AI: Assembly and setup of AI Inference Rig
I have finally finished the construction of my AI inference Rig!
The system specs are:
Threadripper PRO 3975 CPU,
2x ASUS TUF 3090 GPU’s (These have two PCI-E power pins instead of three, which is important!),
256 GBs of DDR4 3200 MHZ RAM,
Corsair 1500 watt PSU.
I had quite a few more issues that I was expecting when setting up the AI rig.
The main lesson that I learned is that the Threadripper PRO CPU’s are very sensitive to mounting pressure!
After I had assembled the system, it failed to boot. It seemed like the issues were CPU related.

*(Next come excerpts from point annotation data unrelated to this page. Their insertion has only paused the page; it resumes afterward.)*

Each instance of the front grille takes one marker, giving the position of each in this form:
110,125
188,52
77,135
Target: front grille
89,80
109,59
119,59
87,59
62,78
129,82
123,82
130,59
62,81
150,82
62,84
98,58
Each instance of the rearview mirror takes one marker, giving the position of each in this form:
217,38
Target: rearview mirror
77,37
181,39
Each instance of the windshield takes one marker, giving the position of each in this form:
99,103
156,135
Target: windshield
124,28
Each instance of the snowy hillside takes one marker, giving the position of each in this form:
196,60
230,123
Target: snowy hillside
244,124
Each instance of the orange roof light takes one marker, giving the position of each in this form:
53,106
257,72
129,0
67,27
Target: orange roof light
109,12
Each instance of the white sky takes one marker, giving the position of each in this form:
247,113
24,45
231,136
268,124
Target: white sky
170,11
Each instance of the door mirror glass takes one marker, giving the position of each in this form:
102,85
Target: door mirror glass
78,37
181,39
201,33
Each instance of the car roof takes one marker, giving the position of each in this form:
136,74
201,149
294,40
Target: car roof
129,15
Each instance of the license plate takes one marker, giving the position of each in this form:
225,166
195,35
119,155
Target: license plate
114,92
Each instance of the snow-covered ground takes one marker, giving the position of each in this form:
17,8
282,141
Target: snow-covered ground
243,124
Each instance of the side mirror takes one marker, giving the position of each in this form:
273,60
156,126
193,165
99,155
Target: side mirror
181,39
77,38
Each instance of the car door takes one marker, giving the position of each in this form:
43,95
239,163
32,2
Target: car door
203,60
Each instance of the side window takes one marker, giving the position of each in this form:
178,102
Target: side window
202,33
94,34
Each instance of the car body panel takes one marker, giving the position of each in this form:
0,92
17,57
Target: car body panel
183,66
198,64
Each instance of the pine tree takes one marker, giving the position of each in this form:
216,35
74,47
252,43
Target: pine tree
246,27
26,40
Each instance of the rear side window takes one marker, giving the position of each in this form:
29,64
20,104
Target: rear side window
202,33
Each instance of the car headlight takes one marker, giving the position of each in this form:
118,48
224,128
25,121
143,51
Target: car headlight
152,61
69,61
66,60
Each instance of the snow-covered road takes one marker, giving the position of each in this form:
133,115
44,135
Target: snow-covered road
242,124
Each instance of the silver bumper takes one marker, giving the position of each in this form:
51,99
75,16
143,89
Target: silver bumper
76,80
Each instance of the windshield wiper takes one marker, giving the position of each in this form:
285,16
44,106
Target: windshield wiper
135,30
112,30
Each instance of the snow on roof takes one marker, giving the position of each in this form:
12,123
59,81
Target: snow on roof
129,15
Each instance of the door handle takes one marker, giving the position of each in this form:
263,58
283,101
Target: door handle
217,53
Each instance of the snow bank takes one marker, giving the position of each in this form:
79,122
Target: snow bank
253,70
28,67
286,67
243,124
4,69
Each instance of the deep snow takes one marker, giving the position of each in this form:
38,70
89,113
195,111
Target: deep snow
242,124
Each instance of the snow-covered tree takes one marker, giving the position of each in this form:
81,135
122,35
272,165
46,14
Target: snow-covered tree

After reseating the CPU and reapplying the thermal paste, everything seemed fine, except for one RAM stick not showing up, which I fixed by simply reseating it too.
Other than the CPU issues, the build went more or less ok.
I was planning to use Linux Mint for the software side, but I had issues getting this to work (Mostly Driver and CUDA issues).
I eventually went with popOS (Another Ubuntu-based Linux Distro) and this worked a lot better. I prefer the Interface for Mint (It is more similiar to Windows) but popOS seems to have better nVidia/CUDA support, which I need for this build.
I spend some time setting up the software side of the system.
Eventually, I got the KoboldCPP CUDA version 12 working properly. I had to update some drivers and the CUDA toolkit for this to work, popOS comes with 11.5 by default.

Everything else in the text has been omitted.